Value of perfect information (VPI):
VPI(X_j | e) = EU(best action after observing X_j | e) - EU(best action without observing X_j | e)
Computed by: 1. For each possible value xⱼ of Xⱼ, determine what the best action would be 2. Weight by P(Xⱼ=xⱼ | e) 3. Subtract current EU
Properties: - VPI ≥ 0 always (information cannot hurt in expectation) - VPI = 0 if best action is the same regardless of Xⱼ’s value - VPI is not additive in general: VPI(X,Y) ≠ VPI(X) + VPI(Y)
Application: decide which sensor to query next; which experiment to run.

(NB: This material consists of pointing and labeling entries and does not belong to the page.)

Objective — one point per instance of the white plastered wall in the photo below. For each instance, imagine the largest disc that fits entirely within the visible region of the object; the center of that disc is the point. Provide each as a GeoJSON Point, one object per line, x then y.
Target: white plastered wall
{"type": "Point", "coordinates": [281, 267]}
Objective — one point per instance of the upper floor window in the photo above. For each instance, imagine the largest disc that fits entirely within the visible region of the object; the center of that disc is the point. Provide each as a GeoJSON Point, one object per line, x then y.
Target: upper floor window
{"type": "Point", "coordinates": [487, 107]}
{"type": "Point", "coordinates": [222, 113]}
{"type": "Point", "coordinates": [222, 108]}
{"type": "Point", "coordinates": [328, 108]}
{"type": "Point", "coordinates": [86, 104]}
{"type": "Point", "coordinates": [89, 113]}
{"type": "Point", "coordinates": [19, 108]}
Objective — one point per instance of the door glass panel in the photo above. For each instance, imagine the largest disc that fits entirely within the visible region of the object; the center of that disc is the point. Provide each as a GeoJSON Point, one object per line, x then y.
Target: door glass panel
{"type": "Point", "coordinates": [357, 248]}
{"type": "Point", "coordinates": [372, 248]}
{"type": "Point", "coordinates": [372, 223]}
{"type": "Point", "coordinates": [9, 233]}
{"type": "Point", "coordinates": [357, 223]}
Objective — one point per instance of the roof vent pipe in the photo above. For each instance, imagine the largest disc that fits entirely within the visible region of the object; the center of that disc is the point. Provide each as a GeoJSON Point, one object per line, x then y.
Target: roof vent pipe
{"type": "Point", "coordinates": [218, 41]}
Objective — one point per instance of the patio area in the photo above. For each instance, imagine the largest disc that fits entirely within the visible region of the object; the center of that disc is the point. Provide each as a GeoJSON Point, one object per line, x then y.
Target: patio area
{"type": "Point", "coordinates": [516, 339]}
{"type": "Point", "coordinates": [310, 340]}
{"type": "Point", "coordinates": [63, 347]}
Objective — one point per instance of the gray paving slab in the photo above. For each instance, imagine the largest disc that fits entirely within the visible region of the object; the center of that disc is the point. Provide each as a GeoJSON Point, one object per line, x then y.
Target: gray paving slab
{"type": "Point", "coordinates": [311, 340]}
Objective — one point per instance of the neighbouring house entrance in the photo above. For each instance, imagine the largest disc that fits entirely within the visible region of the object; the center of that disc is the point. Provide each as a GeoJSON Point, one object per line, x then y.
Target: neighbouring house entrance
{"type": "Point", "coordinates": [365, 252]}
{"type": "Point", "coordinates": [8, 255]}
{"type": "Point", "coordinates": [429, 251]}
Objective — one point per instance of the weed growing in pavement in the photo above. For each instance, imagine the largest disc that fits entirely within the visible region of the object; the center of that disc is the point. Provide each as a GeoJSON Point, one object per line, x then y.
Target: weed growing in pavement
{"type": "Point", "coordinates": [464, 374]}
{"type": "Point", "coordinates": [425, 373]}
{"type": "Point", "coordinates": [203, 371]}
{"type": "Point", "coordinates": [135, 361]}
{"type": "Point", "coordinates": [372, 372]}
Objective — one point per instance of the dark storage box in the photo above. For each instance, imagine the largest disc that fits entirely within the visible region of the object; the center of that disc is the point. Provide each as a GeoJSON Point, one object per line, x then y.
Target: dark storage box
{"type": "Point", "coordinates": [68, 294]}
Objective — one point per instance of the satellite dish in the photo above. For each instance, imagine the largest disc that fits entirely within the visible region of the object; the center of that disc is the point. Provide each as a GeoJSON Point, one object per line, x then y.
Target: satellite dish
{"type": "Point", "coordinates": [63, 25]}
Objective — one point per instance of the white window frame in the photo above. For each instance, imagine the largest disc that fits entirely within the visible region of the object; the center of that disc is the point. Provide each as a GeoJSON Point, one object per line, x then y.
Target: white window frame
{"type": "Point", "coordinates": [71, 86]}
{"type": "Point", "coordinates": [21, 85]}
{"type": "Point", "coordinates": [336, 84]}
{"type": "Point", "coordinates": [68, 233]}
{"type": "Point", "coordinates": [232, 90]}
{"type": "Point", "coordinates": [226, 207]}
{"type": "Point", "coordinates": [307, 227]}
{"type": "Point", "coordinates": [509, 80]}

VPI guides active learning and information gathering.
Connection to RL
- MEU principle = foundation of all rational decision making
- MDP value function V*(s) = expected utility under the optimal policy
- Reward function R(s,a) = instantaneous utility of (state, action) pair
- VPI = motivation for exploration in RL: how much is it worth to try action a to learn its Q-value?
- The exploration bonus in UCB (bandit algorithms) is exactly an approximation of VPI
For DynamICCL: the RL reward = NCCL throughput = utility; the agent maximizes EU (expected throughput) by choosing NCCL parameters = decision variables.